“Não perco meu tempo.” Foi dessa forma que o presidente nacional do PL, Valdemar Costa Neto, respondeu ao Correio ao ser questionado sobre a publicação feita pelo ex-secretário de Comunicação da Presidência Fábio Wajngarten, que cobrou mudanças na estrutura da pré-campanha presidencial do senador Flávio Bolsonaro (PL-RJ).
A manifestação de Wajngarten foi publicada na quarta-feira (8/7), na rede social X, e teve como destinatário direto o presidente da legenda. No texto, ele afirma que “time que não performa tem que mexer” e sugere uma ampla reformulação da equipe responsável pela campanha. Entre as mudanças defendidas estão a nomeação de Marcello Lopes, o “Marcelão”, como coordenador-geral; Duda Lima para a Diretoria de Operações da Comunicação; Walter Longo para o planejamento estratégico; e Antônio “Toninho” para a direção de criação.
O ex-integrante do governo Bolsonaro também propõe que lideranças dos segmentos católico, evangélico, do agronegócio, da segurança pública, da saúde, da educação e do varejo passem a integrar reuniões periódicas da campanha. Ao final da publicação, faz críticas à condução dos trabalhos: “Chega de erros, chega de ruídos, chega de quem não conhece nem gosta do bolsonarismo. Ninguém quer mais o PT”.
Crise com Michelle
Embora Valdemar tenha evitado alimentar a polêmica, a cobrança ocorre em um momento delicado para a pré-campanha de Flávio Bolsonaro, marcada por uma sequência de crises políticas e reorganizações internas.

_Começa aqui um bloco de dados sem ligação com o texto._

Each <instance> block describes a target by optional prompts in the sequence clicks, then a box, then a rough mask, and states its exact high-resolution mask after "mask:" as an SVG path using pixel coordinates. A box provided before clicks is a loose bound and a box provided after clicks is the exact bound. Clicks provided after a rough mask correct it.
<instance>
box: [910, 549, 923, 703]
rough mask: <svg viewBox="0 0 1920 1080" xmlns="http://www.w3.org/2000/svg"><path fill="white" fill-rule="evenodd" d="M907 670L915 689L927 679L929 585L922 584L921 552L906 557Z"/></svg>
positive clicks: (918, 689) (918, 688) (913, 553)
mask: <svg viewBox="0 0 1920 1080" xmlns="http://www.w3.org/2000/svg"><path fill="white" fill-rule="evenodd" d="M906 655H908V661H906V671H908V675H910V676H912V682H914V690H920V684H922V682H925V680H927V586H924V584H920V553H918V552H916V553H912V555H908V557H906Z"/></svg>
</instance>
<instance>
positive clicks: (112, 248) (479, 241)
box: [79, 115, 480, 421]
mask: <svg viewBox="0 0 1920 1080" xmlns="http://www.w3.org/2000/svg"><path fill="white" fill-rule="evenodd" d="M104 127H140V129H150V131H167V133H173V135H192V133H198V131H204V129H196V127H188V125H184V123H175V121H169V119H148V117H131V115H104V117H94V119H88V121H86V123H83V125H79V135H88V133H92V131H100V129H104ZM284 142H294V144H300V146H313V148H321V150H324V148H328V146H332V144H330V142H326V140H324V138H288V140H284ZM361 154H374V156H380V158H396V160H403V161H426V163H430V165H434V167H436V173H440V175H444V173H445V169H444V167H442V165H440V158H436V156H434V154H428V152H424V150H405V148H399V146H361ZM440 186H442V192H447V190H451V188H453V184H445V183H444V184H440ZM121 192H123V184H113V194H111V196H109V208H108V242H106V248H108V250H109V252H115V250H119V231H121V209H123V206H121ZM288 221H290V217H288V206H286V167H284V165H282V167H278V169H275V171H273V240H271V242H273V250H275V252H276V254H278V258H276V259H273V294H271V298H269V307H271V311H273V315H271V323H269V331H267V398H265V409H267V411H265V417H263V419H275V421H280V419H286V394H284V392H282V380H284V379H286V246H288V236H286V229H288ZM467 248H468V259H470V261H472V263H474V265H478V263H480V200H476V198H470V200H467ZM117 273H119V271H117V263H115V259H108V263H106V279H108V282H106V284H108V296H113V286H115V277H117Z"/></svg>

O episódio de maior repercussão foi o rompimento com a ex-primeira-dama Michelle Bolsonaro. A crise começou por divergências sobre a estratégia eleitoral do PL no Ceará, especialmente em torno da disputa por uma vaga ao Senado. O conflito extrapolou os bastidores quando Michelle publicou um vídeo afirmando ter sido humilhada por Flávio e anunciou seu afastamento da coordenação do PL Mulher e da pré-campanha presidencial. O embate expôs fissuras dentro da família Bolsonaro e obrigou aliados a atuar para conter o desgaste.
Paralelamente, a área de comunicação da campanha passou por sucessivas mudanças. O desgaste provocado pela repercussão do caso envolvendo o empresário Daniel Vorcaro, controlador do Banco Master, levou integrantes do partido a defenderem uma revisão da estratégia de comunicação e da estrutura da equipe. As alterações alimentaram críticas de parlamentares e aliados, que passaram a apontar falta de coordenação e dificuldade para responder às crises.
Nos bastidores, outro foco de preocupação tem sido a necessidade de reaproximar setores tradicionais do bolsonarismo. Integrantes do partido avaliam que lideranças religiosas e das mulheres perderam espaço nas decisões estratégicas da campanha.